Tozer compares the “opaque veil” of Self that hides us from God as something other than “a poetical, almost pleasant” metaphor.  He continues:

“In human experience that veil is made of living spiritual tissue; it is composed of the sentient, quivering stuff of which our whole beings consist, and to touch it is to touch us where we feel pain.  To tear it away is to injure us, to hurt us and make us bleed.  To say otherwise is to make the cross no cross and death no death at all.  It is never fun to die.  To rip through the dear and tender stuff of which life is made can never be anything but deeply painful.  Yet that is what the cross did to Jesus and it is what the cross would do to every man to set him free.”

Just as the Father did not leave Jesus on the cross or in the grave, our God will not abandon us to either.  We have holy hope beyond our battles, if we insist on the soul-work being done in us.

Tozer ends his chapter, “Removing the Veil” with this glorious truth, in his glorious words:

“Insist that the work [of crucifying Self] be done in very truth and it will be done.  The cross is rough and it is deadly, but it is effective.  It does not keep its victim hanging there forever.  There comes a moment when its work is finished and the suffering victim dies.  After that is resurrection glory and power, and the pain is forgotten for joy that the veil is taken away and we have entered in actually spiritual experience the presence of the living God.”

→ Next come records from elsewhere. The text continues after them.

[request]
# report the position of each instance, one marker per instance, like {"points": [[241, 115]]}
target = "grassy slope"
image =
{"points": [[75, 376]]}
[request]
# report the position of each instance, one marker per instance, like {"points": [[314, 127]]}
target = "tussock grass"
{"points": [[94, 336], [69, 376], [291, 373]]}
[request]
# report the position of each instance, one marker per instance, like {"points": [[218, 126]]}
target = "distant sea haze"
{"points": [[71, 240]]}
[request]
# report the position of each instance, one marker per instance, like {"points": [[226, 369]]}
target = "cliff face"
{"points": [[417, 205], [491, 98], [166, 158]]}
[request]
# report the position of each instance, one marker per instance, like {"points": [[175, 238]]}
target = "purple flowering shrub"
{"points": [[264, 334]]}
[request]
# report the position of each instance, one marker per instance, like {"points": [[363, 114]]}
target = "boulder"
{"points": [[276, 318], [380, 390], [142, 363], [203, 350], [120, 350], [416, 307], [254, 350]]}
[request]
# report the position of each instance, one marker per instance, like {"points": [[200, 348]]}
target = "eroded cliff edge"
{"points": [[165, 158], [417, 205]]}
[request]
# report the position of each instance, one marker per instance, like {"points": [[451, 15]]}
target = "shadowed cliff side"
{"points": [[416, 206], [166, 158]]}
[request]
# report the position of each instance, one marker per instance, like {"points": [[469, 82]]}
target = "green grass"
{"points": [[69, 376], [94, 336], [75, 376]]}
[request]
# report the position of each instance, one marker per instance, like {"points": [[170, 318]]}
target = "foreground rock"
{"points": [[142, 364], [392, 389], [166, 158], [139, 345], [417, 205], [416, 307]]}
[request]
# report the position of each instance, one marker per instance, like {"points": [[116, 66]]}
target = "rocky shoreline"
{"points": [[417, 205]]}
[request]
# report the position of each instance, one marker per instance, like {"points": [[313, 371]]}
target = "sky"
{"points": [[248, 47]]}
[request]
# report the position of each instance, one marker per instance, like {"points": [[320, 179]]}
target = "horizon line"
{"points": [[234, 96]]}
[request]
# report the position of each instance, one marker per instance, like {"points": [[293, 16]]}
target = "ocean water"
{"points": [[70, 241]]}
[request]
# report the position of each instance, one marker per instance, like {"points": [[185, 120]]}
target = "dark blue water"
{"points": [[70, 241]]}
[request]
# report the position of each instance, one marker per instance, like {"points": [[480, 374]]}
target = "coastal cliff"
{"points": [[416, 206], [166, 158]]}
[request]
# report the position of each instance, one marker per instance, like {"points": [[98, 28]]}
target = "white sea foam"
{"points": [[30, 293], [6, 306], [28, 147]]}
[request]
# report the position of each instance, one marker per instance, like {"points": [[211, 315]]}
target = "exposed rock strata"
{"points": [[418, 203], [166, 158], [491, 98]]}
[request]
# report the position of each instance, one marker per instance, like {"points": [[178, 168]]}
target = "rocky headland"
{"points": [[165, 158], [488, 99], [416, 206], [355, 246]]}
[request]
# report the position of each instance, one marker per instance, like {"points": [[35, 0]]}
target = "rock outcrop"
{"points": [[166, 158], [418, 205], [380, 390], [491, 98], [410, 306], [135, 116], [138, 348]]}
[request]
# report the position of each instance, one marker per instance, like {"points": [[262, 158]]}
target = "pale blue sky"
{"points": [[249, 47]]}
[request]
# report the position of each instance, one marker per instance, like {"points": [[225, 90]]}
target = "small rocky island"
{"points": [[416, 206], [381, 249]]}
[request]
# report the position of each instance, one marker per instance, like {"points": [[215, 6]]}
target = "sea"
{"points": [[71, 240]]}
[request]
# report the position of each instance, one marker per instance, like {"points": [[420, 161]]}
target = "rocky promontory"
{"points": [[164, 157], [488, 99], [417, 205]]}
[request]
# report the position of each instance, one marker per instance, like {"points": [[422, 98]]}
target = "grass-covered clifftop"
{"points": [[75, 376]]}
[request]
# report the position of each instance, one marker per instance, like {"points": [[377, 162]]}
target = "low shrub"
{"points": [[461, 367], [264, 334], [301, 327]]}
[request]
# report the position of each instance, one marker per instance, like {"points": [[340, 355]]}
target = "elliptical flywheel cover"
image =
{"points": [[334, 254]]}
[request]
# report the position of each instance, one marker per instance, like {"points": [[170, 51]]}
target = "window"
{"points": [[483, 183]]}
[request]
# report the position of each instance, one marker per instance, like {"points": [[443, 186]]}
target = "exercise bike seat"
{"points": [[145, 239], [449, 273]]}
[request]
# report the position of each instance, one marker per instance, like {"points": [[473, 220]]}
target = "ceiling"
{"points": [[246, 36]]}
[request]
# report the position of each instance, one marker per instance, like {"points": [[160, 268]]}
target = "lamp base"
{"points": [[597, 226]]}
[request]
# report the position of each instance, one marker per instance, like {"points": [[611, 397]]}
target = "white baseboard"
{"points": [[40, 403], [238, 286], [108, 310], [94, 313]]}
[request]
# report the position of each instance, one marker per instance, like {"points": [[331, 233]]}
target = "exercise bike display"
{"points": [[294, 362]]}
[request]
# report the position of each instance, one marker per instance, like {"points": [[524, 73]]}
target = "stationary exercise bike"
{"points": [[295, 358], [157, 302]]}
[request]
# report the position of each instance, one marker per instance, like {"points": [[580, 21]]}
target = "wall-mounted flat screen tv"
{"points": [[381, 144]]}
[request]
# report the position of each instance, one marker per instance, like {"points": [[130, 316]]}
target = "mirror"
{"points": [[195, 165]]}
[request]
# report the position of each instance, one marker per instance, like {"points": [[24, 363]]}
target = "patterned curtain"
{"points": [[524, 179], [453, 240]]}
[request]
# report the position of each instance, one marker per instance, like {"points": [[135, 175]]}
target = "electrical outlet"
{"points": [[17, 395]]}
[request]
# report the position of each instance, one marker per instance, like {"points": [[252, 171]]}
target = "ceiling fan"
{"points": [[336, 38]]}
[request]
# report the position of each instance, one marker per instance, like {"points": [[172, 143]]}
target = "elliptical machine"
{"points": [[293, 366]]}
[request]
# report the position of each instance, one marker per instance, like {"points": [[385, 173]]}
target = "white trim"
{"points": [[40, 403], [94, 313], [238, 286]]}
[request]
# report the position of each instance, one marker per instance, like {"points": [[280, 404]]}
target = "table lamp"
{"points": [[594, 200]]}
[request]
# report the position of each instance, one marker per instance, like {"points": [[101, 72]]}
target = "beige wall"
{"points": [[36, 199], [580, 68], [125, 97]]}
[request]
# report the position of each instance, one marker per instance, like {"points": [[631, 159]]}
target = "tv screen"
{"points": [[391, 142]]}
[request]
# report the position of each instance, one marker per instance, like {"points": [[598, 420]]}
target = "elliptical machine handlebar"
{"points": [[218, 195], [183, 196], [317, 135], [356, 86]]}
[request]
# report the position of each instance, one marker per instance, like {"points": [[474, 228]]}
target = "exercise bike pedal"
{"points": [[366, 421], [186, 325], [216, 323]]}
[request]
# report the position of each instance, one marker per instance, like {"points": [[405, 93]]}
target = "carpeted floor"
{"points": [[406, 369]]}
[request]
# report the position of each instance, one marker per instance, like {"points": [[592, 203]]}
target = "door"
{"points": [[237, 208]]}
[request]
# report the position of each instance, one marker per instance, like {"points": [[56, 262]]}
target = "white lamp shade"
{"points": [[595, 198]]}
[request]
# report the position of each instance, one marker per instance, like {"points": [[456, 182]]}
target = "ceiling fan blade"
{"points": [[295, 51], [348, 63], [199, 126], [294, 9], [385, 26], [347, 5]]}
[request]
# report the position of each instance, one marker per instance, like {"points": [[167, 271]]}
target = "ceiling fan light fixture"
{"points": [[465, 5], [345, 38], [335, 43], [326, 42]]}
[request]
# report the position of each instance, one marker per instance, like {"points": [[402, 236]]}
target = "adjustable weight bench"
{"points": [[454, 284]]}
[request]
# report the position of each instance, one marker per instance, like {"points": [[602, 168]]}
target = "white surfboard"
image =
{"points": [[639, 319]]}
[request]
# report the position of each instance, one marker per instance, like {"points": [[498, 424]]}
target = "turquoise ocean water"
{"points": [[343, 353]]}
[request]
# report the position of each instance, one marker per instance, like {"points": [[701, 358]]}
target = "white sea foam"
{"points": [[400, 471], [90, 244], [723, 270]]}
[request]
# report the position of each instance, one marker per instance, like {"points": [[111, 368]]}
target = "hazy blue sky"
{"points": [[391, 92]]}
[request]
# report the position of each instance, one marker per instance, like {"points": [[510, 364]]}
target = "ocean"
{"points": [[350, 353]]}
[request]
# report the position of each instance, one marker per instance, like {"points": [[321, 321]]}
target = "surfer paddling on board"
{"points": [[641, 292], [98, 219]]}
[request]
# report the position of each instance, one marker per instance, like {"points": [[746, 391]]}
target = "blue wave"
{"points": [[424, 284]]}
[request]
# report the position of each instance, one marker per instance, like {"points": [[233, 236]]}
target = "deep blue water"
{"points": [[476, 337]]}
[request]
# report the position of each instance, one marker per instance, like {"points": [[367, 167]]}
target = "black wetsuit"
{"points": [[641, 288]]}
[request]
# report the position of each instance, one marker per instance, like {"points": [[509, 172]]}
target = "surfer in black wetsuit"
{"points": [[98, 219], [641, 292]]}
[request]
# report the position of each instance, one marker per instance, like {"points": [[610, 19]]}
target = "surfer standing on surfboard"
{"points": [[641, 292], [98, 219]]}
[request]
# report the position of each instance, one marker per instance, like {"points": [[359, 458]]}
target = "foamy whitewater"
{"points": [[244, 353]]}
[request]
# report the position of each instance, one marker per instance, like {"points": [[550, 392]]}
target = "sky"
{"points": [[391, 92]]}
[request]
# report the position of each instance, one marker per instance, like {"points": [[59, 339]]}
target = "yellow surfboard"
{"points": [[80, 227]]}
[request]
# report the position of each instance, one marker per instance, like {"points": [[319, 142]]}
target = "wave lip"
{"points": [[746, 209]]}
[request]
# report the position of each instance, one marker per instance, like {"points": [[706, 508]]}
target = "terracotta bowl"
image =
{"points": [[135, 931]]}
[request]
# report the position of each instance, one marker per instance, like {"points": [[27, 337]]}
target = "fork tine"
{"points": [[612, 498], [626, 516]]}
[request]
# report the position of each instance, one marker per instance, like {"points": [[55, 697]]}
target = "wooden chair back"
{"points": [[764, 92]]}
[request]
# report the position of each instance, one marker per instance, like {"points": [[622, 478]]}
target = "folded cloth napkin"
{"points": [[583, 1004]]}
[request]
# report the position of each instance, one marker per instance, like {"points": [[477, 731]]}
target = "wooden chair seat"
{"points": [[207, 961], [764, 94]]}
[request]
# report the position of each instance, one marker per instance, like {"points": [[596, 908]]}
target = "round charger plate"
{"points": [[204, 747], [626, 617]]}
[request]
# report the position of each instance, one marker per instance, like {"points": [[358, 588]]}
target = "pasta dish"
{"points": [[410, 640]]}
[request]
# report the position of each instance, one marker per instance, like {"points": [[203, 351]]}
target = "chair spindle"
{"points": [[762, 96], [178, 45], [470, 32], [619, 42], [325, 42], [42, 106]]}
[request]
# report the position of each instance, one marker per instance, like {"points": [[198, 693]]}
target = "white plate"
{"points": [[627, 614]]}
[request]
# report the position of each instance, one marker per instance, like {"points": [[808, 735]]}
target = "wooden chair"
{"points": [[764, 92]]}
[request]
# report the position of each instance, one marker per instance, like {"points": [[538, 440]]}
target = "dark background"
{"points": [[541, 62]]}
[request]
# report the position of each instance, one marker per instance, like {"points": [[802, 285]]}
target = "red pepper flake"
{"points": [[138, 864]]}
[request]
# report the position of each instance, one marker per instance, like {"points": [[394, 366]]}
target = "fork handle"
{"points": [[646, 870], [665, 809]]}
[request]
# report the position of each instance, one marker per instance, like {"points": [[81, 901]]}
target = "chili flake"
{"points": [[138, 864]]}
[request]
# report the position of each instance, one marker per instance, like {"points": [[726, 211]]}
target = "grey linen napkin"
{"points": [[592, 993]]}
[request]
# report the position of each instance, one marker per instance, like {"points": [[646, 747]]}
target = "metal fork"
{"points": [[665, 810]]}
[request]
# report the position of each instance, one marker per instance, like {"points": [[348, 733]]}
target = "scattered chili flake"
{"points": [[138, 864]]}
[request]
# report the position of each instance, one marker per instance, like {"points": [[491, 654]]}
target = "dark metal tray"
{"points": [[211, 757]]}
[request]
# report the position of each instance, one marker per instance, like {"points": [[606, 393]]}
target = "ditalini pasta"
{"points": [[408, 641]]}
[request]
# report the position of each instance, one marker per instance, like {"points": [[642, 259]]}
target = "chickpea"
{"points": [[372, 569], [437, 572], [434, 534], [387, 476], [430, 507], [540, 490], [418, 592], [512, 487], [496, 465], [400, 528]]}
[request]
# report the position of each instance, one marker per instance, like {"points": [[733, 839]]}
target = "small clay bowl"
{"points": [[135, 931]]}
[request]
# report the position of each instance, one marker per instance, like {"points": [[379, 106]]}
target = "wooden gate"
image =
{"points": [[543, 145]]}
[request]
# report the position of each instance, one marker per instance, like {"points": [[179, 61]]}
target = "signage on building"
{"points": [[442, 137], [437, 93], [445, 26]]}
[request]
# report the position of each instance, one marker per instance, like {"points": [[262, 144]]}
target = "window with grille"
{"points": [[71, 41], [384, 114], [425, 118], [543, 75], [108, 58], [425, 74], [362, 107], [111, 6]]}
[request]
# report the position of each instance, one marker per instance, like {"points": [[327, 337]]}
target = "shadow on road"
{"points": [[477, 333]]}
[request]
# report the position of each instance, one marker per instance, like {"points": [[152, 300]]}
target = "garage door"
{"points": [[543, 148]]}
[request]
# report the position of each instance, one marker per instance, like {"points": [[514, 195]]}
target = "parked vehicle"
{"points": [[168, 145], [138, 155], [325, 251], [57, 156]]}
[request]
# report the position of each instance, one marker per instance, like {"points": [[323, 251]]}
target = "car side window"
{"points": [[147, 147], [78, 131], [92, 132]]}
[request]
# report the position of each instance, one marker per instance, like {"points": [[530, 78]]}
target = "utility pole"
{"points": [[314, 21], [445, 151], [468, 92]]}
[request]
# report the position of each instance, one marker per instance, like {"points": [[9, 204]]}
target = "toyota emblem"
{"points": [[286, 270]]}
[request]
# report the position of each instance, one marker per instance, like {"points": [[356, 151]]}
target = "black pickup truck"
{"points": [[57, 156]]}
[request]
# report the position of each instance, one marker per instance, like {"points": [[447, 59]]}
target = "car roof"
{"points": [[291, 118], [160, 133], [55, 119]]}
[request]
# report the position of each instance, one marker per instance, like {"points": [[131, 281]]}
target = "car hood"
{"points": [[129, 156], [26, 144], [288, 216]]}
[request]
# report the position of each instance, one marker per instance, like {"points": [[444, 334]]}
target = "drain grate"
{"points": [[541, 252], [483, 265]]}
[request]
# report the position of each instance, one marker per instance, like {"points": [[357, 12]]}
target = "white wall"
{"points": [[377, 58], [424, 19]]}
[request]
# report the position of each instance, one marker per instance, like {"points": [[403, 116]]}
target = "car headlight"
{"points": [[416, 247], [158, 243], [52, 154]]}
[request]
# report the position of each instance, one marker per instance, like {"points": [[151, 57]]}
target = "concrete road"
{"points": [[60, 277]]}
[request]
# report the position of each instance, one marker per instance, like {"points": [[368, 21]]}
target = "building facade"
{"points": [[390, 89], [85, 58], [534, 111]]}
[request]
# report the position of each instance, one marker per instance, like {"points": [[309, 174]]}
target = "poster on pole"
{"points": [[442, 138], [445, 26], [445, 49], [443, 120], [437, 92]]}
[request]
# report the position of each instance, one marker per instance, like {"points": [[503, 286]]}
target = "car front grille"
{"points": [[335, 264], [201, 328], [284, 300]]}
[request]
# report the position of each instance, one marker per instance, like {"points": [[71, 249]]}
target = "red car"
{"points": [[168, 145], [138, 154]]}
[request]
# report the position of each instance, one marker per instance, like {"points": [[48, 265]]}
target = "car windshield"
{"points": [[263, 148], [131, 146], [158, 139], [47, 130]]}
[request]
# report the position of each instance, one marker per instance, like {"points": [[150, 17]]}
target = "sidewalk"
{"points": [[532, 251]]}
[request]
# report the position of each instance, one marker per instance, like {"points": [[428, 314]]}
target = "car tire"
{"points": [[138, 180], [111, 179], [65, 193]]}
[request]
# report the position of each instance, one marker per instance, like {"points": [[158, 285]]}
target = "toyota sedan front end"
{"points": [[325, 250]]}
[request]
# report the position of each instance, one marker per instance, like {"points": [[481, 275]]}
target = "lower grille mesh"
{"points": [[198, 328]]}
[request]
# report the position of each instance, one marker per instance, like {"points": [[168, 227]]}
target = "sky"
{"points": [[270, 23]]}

Surely we would implode but for the mercy and grace of God on the cross.  Only Jesus, the sinless one, knows our agonies of flesh and spirit. He knows exactly how we suffer because he suffered so.

But God never wastes suffering.  We do.  Unless we come to the cross where all holy work is finished.

Will we come all the way to the cross?

Come all the way to the cross!  Let’s not stop short!

Through the cross, let Jesus take us back to Eden, where we will walk with our triune God again in the cool of the day—unafraid, unashamed, with no need to hide from Love ever again.